🤖 AI Summary
Traditional embodied intelligence systems rely on multiple isolated modules to handle perception, reasoning, imagination, and action separately, hindering synergistic optimization. This work proposes the first unified paradigm for embodied foundation models, centered around a single vision-language model (VLM) that autoregressively generates task-oriented chains of thought in a single forward pass and simultaneously predicts future video frames and actions via a Unified Future Generator (UFG). The model achieves, for the first time, end-to-end joint training and shared representations across all four core capabilities, thereby overcoming the fragmented multi-module paradigm. It attains a score of 64.7 across eight VLM benchmarks, ranks first on WorldArena with 66.03, and achieves 93.5 on RoboTwin—second among action methods—demonstrating its strong expertise and comprehensive performance.
📝 Abstract
We present Pelican-Unified 1.0, the first embodied foundation model trained according to the principle of unification. Pelican-Unified 1.0 uses a single VLM as a unified understanding module, mapping scenes, instructions, visual contexts, and action histories into a shared semantic space. The same VLM also serves as a unified reasoning module, autoregressively producing task-, action-, and future-oriented chains of thought in a single forward pass and projecting the final hidden state into a dense latent variable. A Unified Future Generator (UFG) then conditions on this latent variable and jointly generates future videos and future actions through two modality-specific output heads within the same denoising process.

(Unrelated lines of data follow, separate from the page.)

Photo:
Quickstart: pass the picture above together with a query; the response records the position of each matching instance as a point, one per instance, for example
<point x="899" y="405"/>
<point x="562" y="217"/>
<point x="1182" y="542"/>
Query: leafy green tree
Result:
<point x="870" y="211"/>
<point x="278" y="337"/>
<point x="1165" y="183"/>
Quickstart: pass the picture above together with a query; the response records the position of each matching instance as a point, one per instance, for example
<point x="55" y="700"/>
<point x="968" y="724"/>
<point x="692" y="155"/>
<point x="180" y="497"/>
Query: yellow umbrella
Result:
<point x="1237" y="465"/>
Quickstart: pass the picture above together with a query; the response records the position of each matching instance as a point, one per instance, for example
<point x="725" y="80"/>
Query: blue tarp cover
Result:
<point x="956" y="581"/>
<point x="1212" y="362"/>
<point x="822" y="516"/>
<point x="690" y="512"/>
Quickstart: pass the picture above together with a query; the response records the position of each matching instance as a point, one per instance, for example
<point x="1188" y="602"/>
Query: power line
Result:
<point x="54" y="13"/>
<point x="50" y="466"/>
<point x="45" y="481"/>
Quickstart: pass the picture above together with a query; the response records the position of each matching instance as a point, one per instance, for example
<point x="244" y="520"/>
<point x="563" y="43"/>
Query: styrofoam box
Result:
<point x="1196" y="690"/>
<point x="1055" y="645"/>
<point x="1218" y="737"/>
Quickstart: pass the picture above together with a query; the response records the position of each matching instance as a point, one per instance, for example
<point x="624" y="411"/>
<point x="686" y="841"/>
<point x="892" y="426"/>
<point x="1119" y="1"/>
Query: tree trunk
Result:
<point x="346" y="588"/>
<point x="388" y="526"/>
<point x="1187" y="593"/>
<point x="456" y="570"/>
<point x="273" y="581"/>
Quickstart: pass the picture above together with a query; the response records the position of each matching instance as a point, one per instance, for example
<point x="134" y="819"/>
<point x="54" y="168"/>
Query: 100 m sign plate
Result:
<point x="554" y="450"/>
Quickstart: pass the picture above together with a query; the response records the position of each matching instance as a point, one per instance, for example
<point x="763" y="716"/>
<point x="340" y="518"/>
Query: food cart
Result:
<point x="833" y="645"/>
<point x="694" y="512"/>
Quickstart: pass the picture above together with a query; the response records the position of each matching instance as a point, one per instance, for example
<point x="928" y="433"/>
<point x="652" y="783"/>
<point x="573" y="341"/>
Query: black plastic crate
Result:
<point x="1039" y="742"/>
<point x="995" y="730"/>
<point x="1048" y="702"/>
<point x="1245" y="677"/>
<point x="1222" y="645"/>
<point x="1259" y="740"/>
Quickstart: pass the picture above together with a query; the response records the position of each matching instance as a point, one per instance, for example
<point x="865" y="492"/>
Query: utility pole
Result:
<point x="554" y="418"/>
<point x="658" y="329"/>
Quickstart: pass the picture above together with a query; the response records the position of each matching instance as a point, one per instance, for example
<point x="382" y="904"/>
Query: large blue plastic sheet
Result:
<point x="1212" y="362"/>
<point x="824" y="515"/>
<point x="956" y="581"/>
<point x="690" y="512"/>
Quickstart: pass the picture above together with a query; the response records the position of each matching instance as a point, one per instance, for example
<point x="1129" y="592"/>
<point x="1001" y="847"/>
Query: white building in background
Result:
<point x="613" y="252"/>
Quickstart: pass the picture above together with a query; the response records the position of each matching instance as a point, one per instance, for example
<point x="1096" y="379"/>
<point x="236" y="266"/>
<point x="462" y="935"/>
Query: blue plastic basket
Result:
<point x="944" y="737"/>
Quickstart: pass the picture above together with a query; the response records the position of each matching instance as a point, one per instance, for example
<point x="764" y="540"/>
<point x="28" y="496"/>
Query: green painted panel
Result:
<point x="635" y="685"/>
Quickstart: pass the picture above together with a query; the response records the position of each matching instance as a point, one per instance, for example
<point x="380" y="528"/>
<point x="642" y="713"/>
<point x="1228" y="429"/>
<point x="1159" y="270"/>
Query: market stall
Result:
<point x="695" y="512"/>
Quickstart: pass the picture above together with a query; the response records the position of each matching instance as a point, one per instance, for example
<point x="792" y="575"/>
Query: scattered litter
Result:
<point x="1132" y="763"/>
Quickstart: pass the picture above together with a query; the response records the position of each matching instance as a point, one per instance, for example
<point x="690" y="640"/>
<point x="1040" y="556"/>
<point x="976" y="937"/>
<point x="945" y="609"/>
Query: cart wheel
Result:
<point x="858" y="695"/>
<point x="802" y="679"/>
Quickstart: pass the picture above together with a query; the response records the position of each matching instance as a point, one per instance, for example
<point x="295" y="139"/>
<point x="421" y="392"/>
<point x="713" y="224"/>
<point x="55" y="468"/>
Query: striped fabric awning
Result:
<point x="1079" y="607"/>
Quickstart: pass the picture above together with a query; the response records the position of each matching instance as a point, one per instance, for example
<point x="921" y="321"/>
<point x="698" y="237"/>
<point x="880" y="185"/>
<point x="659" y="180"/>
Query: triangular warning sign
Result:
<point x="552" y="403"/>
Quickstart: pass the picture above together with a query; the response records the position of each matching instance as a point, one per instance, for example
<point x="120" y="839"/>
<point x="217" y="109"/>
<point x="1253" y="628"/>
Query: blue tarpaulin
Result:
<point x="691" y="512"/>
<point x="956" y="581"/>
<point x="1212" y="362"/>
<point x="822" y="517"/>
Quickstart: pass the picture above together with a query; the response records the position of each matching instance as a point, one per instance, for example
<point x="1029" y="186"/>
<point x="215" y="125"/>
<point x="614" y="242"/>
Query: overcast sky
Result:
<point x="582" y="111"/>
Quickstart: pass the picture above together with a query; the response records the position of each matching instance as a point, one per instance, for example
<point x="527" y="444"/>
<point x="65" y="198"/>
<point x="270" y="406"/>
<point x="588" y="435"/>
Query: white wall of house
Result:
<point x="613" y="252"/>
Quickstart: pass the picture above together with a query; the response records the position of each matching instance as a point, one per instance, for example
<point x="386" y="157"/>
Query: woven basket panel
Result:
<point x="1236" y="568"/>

The language, video, and action losses are all backpropagated into the shared representation, enabling the model to jointly optimize understanding, reasoning, imagination, and action during training, rather than training three isolated expert systems.

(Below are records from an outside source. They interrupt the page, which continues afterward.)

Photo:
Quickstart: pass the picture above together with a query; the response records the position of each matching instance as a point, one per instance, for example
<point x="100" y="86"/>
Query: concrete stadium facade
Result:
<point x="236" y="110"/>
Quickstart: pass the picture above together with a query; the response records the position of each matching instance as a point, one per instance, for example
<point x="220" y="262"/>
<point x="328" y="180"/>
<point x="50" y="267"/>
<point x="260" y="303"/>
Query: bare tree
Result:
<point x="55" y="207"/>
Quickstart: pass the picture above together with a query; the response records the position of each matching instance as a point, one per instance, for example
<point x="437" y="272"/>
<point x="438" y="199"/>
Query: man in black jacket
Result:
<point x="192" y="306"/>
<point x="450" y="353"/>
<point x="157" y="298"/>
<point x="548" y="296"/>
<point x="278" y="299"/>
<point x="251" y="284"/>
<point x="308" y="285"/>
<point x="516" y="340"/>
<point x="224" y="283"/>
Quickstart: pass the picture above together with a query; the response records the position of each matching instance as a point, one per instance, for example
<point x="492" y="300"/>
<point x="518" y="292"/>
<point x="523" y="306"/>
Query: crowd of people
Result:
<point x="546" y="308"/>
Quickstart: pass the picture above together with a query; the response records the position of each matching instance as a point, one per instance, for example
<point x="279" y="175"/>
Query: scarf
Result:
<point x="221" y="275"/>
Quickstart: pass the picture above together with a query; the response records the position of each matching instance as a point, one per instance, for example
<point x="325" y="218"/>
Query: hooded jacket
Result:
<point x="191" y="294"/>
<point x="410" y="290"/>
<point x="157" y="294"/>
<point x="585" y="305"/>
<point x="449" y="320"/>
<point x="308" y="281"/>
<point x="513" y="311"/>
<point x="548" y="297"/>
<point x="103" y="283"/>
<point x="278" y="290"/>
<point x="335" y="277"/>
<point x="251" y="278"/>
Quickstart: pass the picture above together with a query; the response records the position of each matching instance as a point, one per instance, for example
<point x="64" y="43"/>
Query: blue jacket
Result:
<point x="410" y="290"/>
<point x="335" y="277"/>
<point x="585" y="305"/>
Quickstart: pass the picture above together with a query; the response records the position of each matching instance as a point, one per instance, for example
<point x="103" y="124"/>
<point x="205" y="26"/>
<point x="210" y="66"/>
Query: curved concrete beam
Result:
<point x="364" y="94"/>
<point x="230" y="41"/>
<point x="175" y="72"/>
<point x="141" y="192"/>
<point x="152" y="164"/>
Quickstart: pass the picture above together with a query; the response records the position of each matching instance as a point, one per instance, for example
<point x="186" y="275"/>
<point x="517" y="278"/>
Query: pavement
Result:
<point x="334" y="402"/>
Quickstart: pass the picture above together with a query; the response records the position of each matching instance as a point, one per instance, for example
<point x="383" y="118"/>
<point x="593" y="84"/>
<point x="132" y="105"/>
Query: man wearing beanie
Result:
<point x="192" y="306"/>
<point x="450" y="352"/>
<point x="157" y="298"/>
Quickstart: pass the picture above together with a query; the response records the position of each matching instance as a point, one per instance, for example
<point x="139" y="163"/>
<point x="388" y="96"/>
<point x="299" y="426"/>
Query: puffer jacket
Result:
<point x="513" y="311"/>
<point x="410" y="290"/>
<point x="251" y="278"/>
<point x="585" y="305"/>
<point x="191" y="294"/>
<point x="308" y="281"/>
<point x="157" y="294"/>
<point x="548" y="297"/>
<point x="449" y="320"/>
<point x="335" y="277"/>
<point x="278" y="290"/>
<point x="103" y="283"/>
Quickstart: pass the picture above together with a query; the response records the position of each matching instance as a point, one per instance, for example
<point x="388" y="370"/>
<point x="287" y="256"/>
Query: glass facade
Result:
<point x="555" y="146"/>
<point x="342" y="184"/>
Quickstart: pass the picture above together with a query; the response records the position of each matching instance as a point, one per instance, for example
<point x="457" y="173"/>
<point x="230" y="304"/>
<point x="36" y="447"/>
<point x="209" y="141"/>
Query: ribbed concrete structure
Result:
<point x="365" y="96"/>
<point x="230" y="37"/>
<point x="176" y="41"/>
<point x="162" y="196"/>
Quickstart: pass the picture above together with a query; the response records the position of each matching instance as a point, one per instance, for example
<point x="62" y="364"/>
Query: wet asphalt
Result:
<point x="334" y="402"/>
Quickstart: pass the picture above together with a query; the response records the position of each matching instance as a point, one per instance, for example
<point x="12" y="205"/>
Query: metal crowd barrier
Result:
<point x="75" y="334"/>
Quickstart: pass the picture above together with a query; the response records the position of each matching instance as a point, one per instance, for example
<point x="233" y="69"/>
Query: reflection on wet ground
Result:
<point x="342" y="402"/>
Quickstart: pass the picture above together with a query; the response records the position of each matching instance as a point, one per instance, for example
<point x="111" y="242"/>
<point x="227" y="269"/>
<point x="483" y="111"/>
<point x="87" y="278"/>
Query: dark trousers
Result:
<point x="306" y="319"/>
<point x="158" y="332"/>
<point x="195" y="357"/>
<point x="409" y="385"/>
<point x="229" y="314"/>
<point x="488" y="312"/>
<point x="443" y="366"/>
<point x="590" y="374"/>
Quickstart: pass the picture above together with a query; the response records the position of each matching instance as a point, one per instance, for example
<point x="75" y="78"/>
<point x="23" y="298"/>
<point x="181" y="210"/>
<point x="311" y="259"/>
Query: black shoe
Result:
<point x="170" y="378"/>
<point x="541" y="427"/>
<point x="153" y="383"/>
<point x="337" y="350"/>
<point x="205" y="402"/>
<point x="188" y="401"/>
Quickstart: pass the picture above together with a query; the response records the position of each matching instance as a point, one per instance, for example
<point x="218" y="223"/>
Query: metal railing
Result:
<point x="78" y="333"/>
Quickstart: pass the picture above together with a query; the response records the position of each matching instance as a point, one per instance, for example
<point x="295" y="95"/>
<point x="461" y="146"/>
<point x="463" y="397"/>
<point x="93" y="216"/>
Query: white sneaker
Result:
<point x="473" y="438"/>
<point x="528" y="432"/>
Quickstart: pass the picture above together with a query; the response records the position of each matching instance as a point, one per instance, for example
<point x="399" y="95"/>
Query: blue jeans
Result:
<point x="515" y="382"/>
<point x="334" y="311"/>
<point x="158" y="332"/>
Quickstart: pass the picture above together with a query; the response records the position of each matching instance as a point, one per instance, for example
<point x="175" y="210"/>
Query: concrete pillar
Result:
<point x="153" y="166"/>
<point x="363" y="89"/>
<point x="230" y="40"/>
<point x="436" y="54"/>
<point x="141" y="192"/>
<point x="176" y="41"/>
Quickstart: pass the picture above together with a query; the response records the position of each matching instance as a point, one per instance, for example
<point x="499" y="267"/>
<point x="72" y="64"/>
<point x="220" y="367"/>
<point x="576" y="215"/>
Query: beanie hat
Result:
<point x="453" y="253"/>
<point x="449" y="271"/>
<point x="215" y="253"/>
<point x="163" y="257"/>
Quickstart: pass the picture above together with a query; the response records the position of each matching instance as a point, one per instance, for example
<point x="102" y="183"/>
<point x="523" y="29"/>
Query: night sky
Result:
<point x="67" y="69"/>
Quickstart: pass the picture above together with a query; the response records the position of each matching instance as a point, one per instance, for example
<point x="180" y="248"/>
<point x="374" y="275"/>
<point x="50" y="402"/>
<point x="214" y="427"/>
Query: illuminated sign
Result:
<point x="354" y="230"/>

Experiments demonstrate that unification does not imply compromise. With a single checkpoint, Pelican-Unified 1.0 achieves strong performance across all three capabilities: 64.7 on eight VLM benchmarks, the best among comparable-scale models; 66.03 on WorldArena, ranking first; and 93.5 on RoboTwin, the second-best average among compared action methods. These results show that the unified paradigm succeeds in preserving specialist strength while bringing understanding, reasoning, imagination, and action into one model.